The firm’s second quarter results revealed a strong contract backlog of $15.2 billion – up 45.8% from the $10.4 billion reported at year end. The firm reported total bookings of $4.1 billion in the second quarter of 2018. Other notable figures included a Q2 2018 adjusted net income from Engineering & Construction of $113.5 million, up 77% from Q2 2017, as well as $83 million in net income attributable to company shareholders.

"We are very pleased with our first six months' performance, which is in line with our expectations, and reached a milestone of over $15 billion of backlog," said Neil Bruce, President and Chief Executive Officer, SNC-Lavalin Group Inc. "We are entering the third quarter of 2018 with a strong backlog, a number of recently signed master service agreements and a high quality prospects list across our key sectors and geographies; poised for a strong second half of 2018."

“The integration of Atkins business continues to progress well and we have been able to share technologies, data and knowledge that is improving and broadening our services to clients."SNC-Lavalin reports backlog of $15.2 billion in 2018 second quarter resultsIn 2017, SNC acquired Atkins, which was at the time the UK’s largest engineering consultancy. It had 18,000 employees across 29 countries and revenues of £1.862 billion in 2016. The firm’s footprint included significant operations in Asia Pacific and the Middle East.

According to SNC’s quarterly report, its operational integration of Atkin is now complete. The firm says it is on track to deliver the projected cost synergies of $120 million by the end of 2018.
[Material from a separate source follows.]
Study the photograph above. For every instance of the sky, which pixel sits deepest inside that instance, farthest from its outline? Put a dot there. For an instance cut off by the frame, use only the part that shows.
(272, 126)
Reported revenues from Engineering & Construction (E&C) amounted to $2.5 billion compared to $1.9 billion in Q2 2017. The increase was due to the Engineering and Design Project Management (EDPM) and Nuclear segments, with increased incremental revenues from Atkins. The gains were partially offset by decreases in Oil & Gas and Thermal.

SNC maintains its projection of $2.60 to $2.85 adjusted diluted earnings per share (EPS) in 2018 from E&C. As a result of synergies and restructuring savings from the Atkins acquisition, the company expects growth in total segment earnings before interest and tax (EBIT).  “EDPM, Mining & Metallurgy, Nuclear and Thermal Power segments are expected to increase, while the Oil & Gas and Infrastructure segments are expected to be mainly in line compared to 2017, with Clean Power to be slightly lower,” said the company statement.

The company also revealed that it is looking into selling 6.76% of its 16.77% ownership stake of Greater Toronto Area toll highway 407 in order to create further shareholder value.

Saudi Arabia

A diplomatic spat between Canada and Saudi Arabia has spooked SNC investors, with freezing relations putting a higher level of risk on the company’s business in Saudi Arabia – which accounts for 11% of sales. Following criticism of Saudi Arabia’s human rights record, the Middle East nation recalled its Ottawa ambassador and threatened to pull thousands of its students and patients from Canadian universities and hospitals. The country has also frozen new business deals from Canada.

SNC has about 10,000 employees in Saudi Arabia and has annual revenues of $1 billion in the country. The firm recently signed a five-year engineering services contract with oil giants Saudi Aramco and Kuwait Gulf Oil Co.

“We are not able at this time to fully assess the effect on the SNC-Lavalin Group's current and future business opportunities in the Kingdom of Saudi Arabia,” said a company statement released on August 8. “If a widespread commercial embargo on Canadian commercial interests in the Kingdom of Saudi Arabia were to be implemented on a prolonged basis, there will be an impact on our future financial performance.”